Deep-gKnock: Nonlinear group-feature selection with deep neural networks
Document Type
Article
Date of Original Version
3-1-2021
Abstract
Feature selection is central to contemporary high-dimensional data analysis. Group structure among features arises naturally in various scientific problems. Many methods have been proposed to incorporate the group structure information into feature selection. However, these methods are normally restricted to a linear regression setting. To relax the linear constraint, we design a new Deep Neural Network (DNN) architecture and integrating it with the recently proposed knockoff technique to perform nonlinear group-feature selection with controlled group-wise False Discovery Rate (gFDR). Experimental results on high-dimensional synthetic data demonstrate that our method achieves the highest power and accurate gFDR control compared with state-of-the-art methods.
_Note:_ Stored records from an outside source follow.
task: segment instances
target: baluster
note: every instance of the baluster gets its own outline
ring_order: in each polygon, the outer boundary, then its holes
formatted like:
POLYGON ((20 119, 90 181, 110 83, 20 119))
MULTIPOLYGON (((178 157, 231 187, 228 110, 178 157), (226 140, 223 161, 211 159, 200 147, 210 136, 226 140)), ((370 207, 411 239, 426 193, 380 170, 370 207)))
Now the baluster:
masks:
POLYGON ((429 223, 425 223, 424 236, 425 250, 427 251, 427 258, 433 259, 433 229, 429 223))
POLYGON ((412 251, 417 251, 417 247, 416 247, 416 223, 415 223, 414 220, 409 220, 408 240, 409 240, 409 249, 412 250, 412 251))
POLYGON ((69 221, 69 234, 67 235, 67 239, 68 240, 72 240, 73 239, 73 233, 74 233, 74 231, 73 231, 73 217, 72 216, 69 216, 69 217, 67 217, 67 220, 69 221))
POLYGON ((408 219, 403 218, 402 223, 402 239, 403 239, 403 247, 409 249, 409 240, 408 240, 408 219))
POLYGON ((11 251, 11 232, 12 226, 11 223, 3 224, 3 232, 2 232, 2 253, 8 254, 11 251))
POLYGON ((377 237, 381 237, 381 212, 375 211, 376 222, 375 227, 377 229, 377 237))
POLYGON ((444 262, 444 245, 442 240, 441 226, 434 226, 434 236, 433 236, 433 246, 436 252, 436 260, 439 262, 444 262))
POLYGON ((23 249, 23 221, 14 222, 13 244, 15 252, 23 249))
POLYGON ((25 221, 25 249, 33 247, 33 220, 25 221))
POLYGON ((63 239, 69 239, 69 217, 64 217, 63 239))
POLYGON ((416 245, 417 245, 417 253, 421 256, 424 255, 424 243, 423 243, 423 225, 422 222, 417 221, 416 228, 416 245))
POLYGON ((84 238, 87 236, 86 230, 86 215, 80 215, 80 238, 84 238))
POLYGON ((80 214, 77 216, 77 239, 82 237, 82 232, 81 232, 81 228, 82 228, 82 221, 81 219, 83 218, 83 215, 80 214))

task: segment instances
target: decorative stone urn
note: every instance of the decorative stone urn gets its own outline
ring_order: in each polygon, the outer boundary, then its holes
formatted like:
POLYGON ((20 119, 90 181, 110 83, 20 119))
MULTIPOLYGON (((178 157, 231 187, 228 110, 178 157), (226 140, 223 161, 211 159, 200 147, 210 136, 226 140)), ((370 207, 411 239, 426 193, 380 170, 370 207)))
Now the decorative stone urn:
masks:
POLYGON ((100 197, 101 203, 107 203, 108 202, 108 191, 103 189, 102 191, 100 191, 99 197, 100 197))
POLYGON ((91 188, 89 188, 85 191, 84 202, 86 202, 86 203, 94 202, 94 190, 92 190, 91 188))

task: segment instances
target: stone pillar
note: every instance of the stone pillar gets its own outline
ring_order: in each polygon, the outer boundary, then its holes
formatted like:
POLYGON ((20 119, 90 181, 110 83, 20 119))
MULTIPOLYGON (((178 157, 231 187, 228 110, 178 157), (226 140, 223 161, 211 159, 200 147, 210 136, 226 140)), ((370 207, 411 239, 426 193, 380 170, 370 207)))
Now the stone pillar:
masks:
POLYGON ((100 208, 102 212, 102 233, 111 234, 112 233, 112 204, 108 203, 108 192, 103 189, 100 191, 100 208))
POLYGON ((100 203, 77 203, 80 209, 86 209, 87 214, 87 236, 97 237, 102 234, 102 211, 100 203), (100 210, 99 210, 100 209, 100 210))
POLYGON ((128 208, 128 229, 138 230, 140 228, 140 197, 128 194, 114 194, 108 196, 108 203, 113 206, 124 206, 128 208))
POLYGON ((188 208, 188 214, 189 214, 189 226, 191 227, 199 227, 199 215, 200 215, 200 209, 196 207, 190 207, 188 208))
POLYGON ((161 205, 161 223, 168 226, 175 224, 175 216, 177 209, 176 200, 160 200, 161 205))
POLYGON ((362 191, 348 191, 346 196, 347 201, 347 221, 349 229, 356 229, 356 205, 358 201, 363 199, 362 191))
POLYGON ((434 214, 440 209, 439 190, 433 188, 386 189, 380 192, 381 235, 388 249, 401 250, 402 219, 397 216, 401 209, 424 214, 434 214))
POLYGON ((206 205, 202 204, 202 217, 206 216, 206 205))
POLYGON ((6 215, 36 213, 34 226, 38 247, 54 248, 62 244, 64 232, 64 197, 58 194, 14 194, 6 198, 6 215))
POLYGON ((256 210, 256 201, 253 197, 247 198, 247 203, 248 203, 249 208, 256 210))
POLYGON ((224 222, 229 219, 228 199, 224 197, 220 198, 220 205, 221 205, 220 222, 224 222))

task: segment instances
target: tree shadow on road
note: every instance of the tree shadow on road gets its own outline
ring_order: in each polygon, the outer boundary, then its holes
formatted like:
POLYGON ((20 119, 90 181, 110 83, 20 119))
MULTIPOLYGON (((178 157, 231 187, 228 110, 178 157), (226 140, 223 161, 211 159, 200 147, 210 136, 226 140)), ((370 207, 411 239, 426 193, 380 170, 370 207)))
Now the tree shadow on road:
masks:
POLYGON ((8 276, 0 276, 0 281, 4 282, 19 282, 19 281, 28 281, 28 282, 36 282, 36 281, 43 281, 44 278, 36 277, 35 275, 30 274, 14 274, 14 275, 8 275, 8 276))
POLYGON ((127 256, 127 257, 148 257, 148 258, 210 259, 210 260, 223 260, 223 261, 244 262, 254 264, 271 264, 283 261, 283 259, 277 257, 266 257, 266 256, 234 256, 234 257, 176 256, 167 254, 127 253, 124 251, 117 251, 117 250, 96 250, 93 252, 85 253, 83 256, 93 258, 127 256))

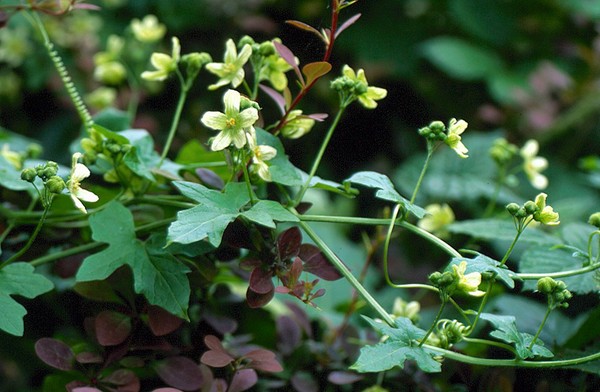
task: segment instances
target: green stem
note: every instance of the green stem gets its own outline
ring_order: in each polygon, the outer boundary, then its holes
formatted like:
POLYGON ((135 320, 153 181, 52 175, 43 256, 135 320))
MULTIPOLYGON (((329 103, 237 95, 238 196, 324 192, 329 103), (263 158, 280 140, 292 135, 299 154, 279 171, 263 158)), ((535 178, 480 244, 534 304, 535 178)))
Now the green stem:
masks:
POLYGON ((537 340, 537 338, 542 333, 542 329, 544 329, 544 325, 546 324, 546 321, 548 320, 548 316, 550 316, 550 312, 552 312, 552 307, 548 306, 548 308, 546 309, 546 314, 544 315, 544 319, 542 320, 542 323, 540 324, 540 327, 538 328, 537 332, 535 333, 535 336, 531 340, 531 343, 529 343, 529 349, 530 350, 533 348, 533 345, 535 344, 535 341, 537 340))
POLYGON ((244 173, 244 182, 246 183, 246 189, 248 190, 248 196, 250 197, 250 203, 252 205, 256 204, 256 196, 254 195, 254 191, 252 190, 252 183, 250 182, 250 175, 248 174, 248 165, 246 164, 246 150, 241 150, 241 163, 242 163, 242 172, 244 173))
POLYGON ((163 152, 160 155, 160 161, 156 165, 157 169, 160 169, 164 160, 167 158, 167 154, 171 149, 171 144, 173 143, 173 139, 175 138, 175 134, 177 133, 177 127, 179 126, 179 119, 181 118, 181 112, 183 111, 183 105, 185 104, 185 100, 187 99, 187 94, 189 91, 189 85, 183 79, 181 72, 177 70, 177 77, 179 78, 179 82, 181 84, 181 93, 179 94, 179 100, 177 101, 177 107, 175 108, 175 113, 173 114, 173 121, 171 122, 171 129, 169 130, 169 136, 167 137, 167 141, 163 148, 163 152))
POLYGON ((431 350, 435 353, 443 355, 445 358, 467 363, 478 366, 490 366, 490 367, 523 367, 523 368, 549 368, 549 367, 562 367, 562 366, 574 366, 581 365, 583 363, 592 362, 600 359, 600 352, 586 355, 585 357, 564 359, 560 361, 523 361, 520 359, 490 359, 490 358, 477 358, 469 355, 461 354, 456 351, 445 350, 443 348, 431 346, 428 344, 423 345, 424 348, 431 350))
POLYGON ((8 258, 5 262, 0 264, 0 270, 2 268, 6 267, 7 265, 9 265, 10 263, 14 262, 15 260, 17 260, 19 257, 23 256, 23 254, 25 254, 25 252, 27 252, 27 250, 31 247, 31 245, 33 245, 33 242, 35 241, 36 237, 40 233, 40 230, 42 229, 42 226, 44 225, 44 221, 46 220, 46 215, 48 214, 49 210, 50 210, 50 203, 48 204, 48 206, 46 206, 44 208, 44 213, 42 214, 40 220, 38 221, 35 229, 33 230, 33 233, 29 237, 29 240, 27 241, 25 246, 23 246, 21 248, 21 250, 19 250, 17 253, 15 253, 10 258, 8 258))
POLYGON ((517 350, 515 350, 513 348, 513 346, 509 346, 508 344, 501 343, 501 342, 496 342, 495 340, 463 337, 463 341, 468 342, 468 343, 485 344, 487 346, 500 347, 500 348, 510 351, 511 353, 515 354, 515 356, 517 355, 517 350))
POLYGON ((598 258, 600 257, 600 230, 596 230, 594 231, 592 234, 590 234, 590 238, 588 239, 588 246, 587 246, 587 251, 588 251, 588 262, 589 264, 594 264, 593 259, 593 254, 592 254, 592 240, 594 239, 595 236, 598 236, 598 255, 596 256, 596 263, 598 262, 598 258))
POLYGON ((387 234, 385 236, 385 242, 383 243, 383 275, 385 277, 385 282, 391 287, 396 287, 396 285, 392 282, 392 279, 390 278, 390 270, 388 268, 388 254, 390 250, 390 241, 392 240, 392 233, 394 231, 396 219, 398 218, 398 214, 400 213, 401 208, 402 204, 396 204, 396 207, 392 212, 392 217, 390 218, 390 224, 388 226, 387 234))
MULTIPOLYGON (((169 223, 173 222, 175 220, 175 217, 173 218, 166 218, 166 219, 161 219, 159 221, 156 222, 151 222, 151 223, 147 223, 145 225, 141 225, 135 228, 135 232, 136 233, 143 233, 149 230, 153 230, 159 227, 163 227, 168 225, 169 223)), ((47 254, 45 256, 42 257, 38 257, 37 259, 32 260, 29 264, 31 264, 34 267, 38 267, 40 265, 46 264, 46 263, 50 263, 54 260, 60 260, 64 257, 67 256, 73 256, 79 253, 83 253, 83 252, 89 252, 98 248, 101 248, 102 246, 106 245, 106 243, 104 242, 89 242, 87 244, 84 245, 79 245, 79 246, 75 246, 73 248, 69 248, 69 249, 65 249, 63 251, 60 252, 55 252, 55 253, 50 253, 47 254)))
MULTIPOLYGON (((356 224, 356 225, 389 225, 390 219, 382 219, 382 218, 362 218, 362 217, 353 217, 353 216, 328 216, 328 215, 298 215, 298 218, 302 221, 306 222, 328 222, 328 223, 348 223, 348 224, 356 224)), ((394 223, 397 226, 403 227, 413 233, 419 235, 420 237, 425 238, 426 240, 434 243, 446 253, 448 253, 452 257, 461 258, 462 255, 454 249, 452 246, 439 239, 435 235, 430 232, 421 229, 418 226, 415 226, 411 223, 408 223, 404 220, 397 221, 394 223)))
POLYGON ((442 312, 444 311, 444 308, 446 307, 447 303, 448 303, 447 301, 442 300, 442 305, 440 306, 440 309, 438 310, 437 314, 435 315, 435 319, 433 320, 433 323, 431 323, 431 327, 429 327, 429 329, 425 333, 425 336, 423 336, 423 339, 421 339, 421 342, 419 343, 419 347, 423 347, 423 345, 427 341, 427 338, 429 337, 429 335, 431 335, 431 333, 435 329, 437 322, 439 321, 440 317, 442 317, 442 312))
POLYGON ((540 278, 549 277, 552 279, 566 278, 569 276, 582 275, 590 271, 594 271, 600 268, 600 263, 594 263, 587 267, 578 268, 574 270, 561 271, 561 272, 542 272, 542 273, 518 273, 517 276, 523 280, 538 280, 540 278))
POLYGON ((415 199, 417 198, 417 193, 419 193, 419 189, 421 188, 421 183, 423 182, 423 178, 425 178, 425 172, 427 171, 427 167, 429 166, 429 161, 431 160, 431 157, 433 156, 434 150, 435 150, 435 147, 434 147, 433 143, 427 141, 427 158, 425 158, 425 163, 423 163, 423 168, 421 169, 421 174, 419 175, 419 179, 417 180, 417 184, 415 185, 415 190, 413 191, 413 194, 410 198, 410 204, 413 204, 415 202, 415 199))
POLYGON ((500 266, 503 266, 504 264, 506 264, 506 262, 508 261, 508 258, 510 257, 510 254, 512 253, 513 249, 515 248, 515 245, 517 244, 517 241, 519 240, 519 237, 521 236, 521 234, 523 233, 524 230, 525 230, 525 227, 522 227, 521 225, 519 225, 519 227, 517 227, 517 235, 513 239, 512 243, 510 244, 510 247, 504 254, 504 257, 502 258, 502 260, 500 261, 500 266))
POLYGON ((390 326, 395 326, 394 319, 386 312, 383 307, 371 296, 371 294, 360 284, 360 282, 352 275, 346 265, 336 256, 336 254, 327 246, 327 244, 315 233, 315 231, 306 223, 300 221, 300 227, 308 234, 308 236, 315 242, 315 244, 321 249, 325 257, 337 268, 337 270, 346 278, 348 283, 354 287, 354 289, 360 294, 360 296, 379 314, 382 320, 384 320, 390 326))
POLYGON ((335 131, 335 128, 337 127, 340 119, 342 118, 344 109, 346 109, 345 106, 340 106, 340 110, 338 111, 337 115, 335 116, 333 123, 331 123, 331 126, 327 130, 327 134, 325 135, 325 138, 323 139, 323 142, 321 143, 321 148, 319 149, 319 152, 317 153, 317 156, 315 157, 315 161, 313 162, 310 173, 308 174, 308 178, 306 179, 306 182, 304 183, 304 185, 300 189, 300 192, 298 192, 298 195, 296 196, 296 198, 294 200, 295 206, 298 205, 302 201, 302 198, 304 197, 306 190, 310 186, 310 182, 312 181, 313 177, 315 176, 315 173, 317 172, 317 169, 319 168, 319 165, 321 164, 321 159, 323 159, 323 155, 325 155, 325 149, 327 149, 327 145, 329 144, 329 141, 331 140, 333 131, 335 131))
POLYGON ((487 289, 485 290, 485 295, 481 299, 481 303, 479 304, 479 309, 477 309, 477 315, 475 316, 475 320, 473 321, 473 324, 469 328, 469 331, 468 331, 469 334, 475 330, 475 327, 477 326, 477 323, 479 322, 481 313, 483 313, 483 309, 485 308, 485 305, 487 304, 487 300, 490 297, 490 293, 492 292, 492 287, 494 287, 494 282, 495 282, 494 280, 491 280, 488 284, 487 289))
The performance of Deep-gKnock is especially superior in the following five situations: (1) nonlinearity relationship; (2) dimension p greater than sample size n; (3) high between-group correlation; (4) high within-group correlation; (5) large number of associated groups. And Deep-gKnock is also demonstrated to be robust to the misspecification of the feature distribution and the change of network architecture. Moreover, Deep-gKnock achieves scientifically meaningful group-feature selection results for cutting-edge real world datasets.
Publication Title, e.g., Journal
Neural Networks
Volume
135
Citation/Publisher Attribution
Zhu, Guangyu, and Tingting Zhao. "Deep-gKnock: Nonlinear group-feature selection with deep neural networks." Neural Networks 135, (2021): 139-147. doi: 10.1016/j.neunet.2020.12.004.